Осип засуетился перед ним, как будто во внезапном суеверном страхе. Антиох смотрел на это мрачно: утонченное, почти девически нежное лицо его было зловещим.
- Вещи, батюшка, пожалуйте!
- Одна только сумка, - показал Антиох через плечо на тарантас. – Не бойся, она нетяжелая. И потом вели, чтобы мне подали умыться с дороги. Как брат освободится, передай, что я приехал.
- Слушаю, Антиох Гавриилович!
Антиох в одиночестве направился в дом. Двери и половицы в сенях заскрипели; он постоял, с меланхолическою улыбкой прислушиваясь к этому звуку хозяйского нерадения, потом пошел в комнаты. Навстречу ему из какой-то кладовой высунулась белобрысая девчонка, уставившаяся на господина в ужасе; Антиох ласково улыбнулся ей, и та с визгом убралась обратно. Больше он ни тени не повстречал. Впрочем, все слуги сейчас должны были быть на своей половине или в службах: ни обедать, ни ужинать время еще не пришло.
Младший Волоцкий прошел через гостиную; замер около потемневшего портрета мрачного сухого старика с нависшими черными бровями и с напудренными седыми волосами. Он посмотрел в глаза портрету и перекрестился.
- Мир… тебе, бедный отец! Не желаю мира праху твоему: не верю в это!
Он пошел наверх, в бывшую свою спальню: ступеньки под ногами пели на разные голоса. Поднявшись в комнату, Антиох постоял в дверях, бродя взглядом по старым обоям и полкам с затянутыми паутиною книгами, и шагнул внутрь, опустив голову. Подойдя к письменному столу, сел и закрыл глаза; потом лег лбом на сложенные руки.
"О господи, как же я устал… Никто этого не знает; одна только Поленька…"

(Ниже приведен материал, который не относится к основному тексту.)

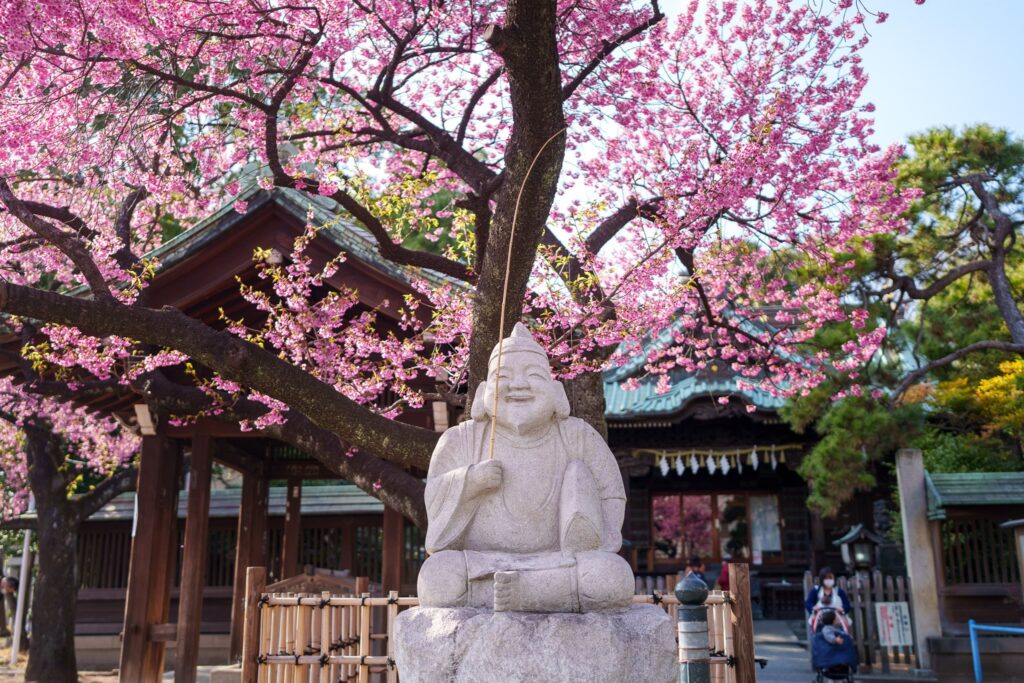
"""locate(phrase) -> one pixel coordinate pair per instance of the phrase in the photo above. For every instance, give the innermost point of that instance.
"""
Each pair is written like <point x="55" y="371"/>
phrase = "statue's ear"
<point x="562" y="409"/>
<point x="478" y="411"/>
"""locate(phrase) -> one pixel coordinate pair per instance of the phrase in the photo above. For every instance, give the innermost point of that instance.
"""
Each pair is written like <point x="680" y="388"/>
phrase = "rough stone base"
<point x="436" y="645"/>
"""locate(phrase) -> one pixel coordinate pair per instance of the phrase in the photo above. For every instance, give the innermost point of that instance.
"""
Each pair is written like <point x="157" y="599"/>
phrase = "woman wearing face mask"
<point x="825" y="595"/>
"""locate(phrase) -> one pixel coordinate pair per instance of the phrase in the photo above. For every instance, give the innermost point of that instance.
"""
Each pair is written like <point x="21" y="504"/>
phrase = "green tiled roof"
<point x="645" y="401"/>
<point x="344" y="231"/>
<point x="972" y="489"/>
<point x="341" y="499"/>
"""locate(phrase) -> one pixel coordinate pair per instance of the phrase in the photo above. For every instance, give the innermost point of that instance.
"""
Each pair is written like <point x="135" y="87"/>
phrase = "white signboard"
<point x="894" y="624"/>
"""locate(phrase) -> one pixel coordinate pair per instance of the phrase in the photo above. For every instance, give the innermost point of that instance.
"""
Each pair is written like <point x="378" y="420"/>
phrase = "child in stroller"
<point x="833" y="653"/>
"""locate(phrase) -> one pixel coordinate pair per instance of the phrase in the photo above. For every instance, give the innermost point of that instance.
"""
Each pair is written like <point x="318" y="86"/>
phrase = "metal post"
<point x="23" y="598"/>
<point x="975" y="652"/>
<point x="694" y="652"/>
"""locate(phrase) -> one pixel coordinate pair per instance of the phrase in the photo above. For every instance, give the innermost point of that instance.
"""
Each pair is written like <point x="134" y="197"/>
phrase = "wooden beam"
<point x="922" y="565"/>
<point x="742" y="621"/>
<point x="293" y="530"/>
<point x="393" y="542"/>
<point x="154" y="551"/>
<point x="236" y="458"/>
<point x="194" y="561"/>
<point x="299" y="469"/>
<point x="211" y="426"/>
<point x="249" y="551"/>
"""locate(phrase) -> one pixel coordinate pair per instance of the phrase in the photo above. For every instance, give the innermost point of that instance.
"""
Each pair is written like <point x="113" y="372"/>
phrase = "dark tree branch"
<point x="233" y="358"/>
<point x="609" y="46"/>
<point x="68" y="245"/>
<point x="987" y="345"/>
<point x="610" y="226"/>
<point x="905" y="283"/>
<point x="87" y="504"/>
<point x="64" y="214"/>
<point x="474" y="100"/>
<point x="390" y="483"/>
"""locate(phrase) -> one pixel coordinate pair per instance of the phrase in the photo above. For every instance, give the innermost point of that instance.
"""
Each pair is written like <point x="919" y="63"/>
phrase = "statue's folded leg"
<point x="605" y="582"/>
<point x="443" y="582"/>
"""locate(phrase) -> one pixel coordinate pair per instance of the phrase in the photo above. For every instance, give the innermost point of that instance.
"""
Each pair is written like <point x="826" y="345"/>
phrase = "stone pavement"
<point x="788" y="660"/>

За спиной появился Осип; барин услышал его, только когда камердинер кашлянул.
- Вещи ваши, батюшка… И умыться вам несут.
Антиох улыбнулся.
- Спасибо, братец.
Он встал. В комнату вошел сам Осип и еще мальчик с тазом воды, мылом и полотенцем.

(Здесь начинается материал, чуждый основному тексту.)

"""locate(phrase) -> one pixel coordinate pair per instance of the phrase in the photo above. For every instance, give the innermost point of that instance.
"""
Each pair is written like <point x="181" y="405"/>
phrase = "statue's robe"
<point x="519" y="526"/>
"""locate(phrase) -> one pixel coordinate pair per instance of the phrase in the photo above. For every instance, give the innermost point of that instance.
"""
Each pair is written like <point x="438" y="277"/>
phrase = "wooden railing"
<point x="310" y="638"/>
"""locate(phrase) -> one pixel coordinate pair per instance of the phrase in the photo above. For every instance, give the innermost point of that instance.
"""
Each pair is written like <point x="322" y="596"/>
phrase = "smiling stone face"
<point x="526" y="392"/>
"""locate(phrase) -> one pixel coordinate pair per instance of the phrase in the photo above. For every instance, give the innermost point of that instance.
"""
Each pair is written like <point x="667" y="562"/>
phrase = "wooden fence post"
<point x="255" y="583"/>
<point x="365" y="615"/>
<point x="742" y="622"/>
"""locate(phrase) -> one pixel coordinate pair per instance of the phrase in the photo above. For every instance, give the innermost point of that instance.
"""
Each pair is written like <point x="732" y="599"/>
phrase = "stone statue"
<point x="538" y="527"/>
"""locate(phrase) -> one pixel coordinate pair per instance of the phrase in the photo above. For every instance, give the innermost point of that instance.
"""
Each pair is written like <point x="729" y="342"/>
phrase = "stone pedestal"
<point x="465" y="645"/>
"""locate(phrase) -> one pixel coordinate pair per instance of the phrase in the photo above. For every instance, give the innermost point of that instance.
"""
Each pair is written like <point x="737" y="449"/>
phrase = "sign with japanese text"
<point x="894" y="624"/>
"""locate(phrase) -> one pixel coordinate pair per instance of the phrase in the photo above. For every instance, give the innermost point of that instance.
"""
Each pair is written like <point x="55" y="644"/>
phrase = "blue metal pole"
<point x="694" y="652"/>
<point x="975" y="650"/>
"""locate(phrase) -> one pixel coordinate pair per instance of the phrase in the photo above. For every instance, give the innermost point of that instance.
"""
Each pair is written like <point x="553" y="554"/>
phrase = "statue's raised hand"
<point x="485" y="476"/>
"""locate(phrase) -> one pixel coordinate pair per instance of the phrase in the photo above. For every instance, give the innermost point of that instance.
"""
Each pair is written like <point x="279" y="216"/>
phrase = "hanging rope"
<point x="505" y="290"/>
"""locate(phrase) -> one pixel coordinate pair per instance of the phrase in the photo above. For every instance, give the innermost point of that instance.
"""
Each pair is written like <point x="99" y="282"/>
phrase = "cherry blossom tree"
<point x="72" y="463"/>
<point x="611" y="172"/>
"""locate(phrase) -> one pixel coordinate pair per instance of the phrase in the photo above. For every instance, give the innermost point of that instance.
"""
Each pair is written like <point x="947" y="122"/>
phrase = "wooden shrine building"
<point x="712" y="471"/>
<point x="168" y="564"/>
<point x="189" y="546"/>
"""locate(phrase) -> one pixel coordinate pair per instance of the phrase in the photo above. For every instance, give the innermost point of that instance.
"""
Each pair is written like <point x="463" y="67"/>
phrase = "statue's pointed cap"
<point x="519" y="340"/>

- Закусить не угодно ли? – трепетно спросил старик. Антиох нахмурился.
- Нет, - сказал он. – Подожду, пока у вас обедать не сядут: тогда пожелают ли меня с собою за стол посадить…

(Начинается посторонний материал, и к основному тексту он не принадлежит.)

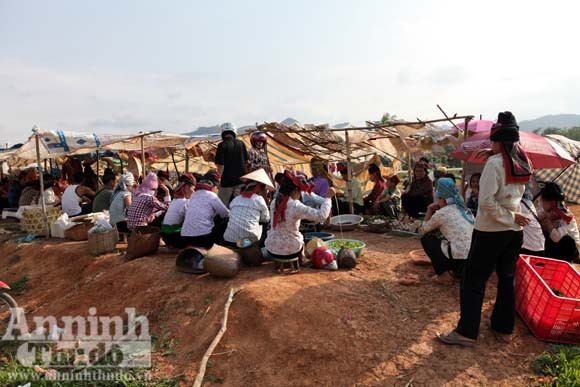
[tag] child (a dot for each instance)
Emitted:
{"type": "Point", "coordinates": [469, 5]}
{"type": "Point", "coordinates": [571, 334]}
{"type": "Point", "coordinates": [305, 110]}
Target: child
{"type": "Point", "coordinates": [559, 225]}
{"type": "Point", "coordinates": [284, 240]}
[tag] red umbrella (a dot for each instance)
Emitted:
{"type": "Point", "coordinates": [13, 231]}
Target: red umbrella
{"type": "Point", "coordinates": [543, 152]}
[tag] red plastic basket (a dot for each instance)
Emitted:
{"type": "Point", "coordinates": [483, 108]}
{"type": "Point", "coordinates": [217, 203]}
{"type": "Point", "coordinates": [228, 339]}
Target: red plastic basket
{"type": "Point", "coordinates": [549, 317]}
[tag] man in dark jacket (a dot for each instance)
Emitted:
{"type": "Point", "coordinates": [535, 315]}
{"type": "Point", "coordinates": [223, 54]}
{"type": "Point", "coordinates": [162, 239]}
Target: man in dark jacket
{"type": "Point", "coordinates": [230, 158]}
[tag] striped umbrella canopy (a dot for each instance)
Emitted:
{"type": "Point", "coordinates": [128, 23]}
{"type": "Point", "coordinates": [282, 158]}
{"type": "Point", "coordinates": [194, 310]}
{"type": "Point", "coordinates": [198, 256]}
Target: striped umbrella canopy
{"type": "Point", "coordinates": [568, 178]}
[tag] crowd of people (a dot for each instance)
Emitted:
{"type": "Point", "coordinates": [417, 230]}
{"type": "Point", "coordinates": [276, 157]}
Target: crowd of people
{"type": "Point", "coordinates": [465, 235]}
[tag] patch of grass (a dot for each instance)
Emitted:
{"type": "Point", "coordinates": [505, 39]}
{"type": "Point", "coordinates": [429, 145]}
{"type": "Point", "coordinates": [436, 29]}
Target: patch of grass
{"type": "Point", "coordinates": [560, 366]}
{"type": "Point", "coordinates": [213, 379]}
{"type": "Point", "coordinates": [19, 286]}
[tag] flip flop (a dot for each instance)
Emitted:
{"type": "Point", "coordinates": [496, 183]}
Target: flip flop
{"type": "Point", "coordinates": [454, 338]}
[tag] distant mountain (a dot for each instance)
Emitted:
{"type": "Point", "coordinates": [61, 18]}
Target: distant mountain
{"type": "Point", "coordinates": [289, 121]}
{"type": "Point", "coordinates": [205, 131]}
{"type": "Point", "coordinates": [551, 121]}
{"type": "Point", "coordinates": [215, 130]}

Осип испугался этих слов, но промолчал, только поклонился. Антиох снял сюртук и, закатав рукава рубашки, стал умываться; почувствовав, что дядька все еще ждет, спросил, отфыркиваясь:
- Брату ты все еще не доложил?
- Никак нет-с…
Антиох выпрямился, осушая полотенцем белую шею, к которой пристали черные поэтически длинные, до середины ее, волосы:
- Так "они как есть заняты"? – спросил он с неожиданным – помимо его собственной воли – сарказмом. – "Прийти не могут"?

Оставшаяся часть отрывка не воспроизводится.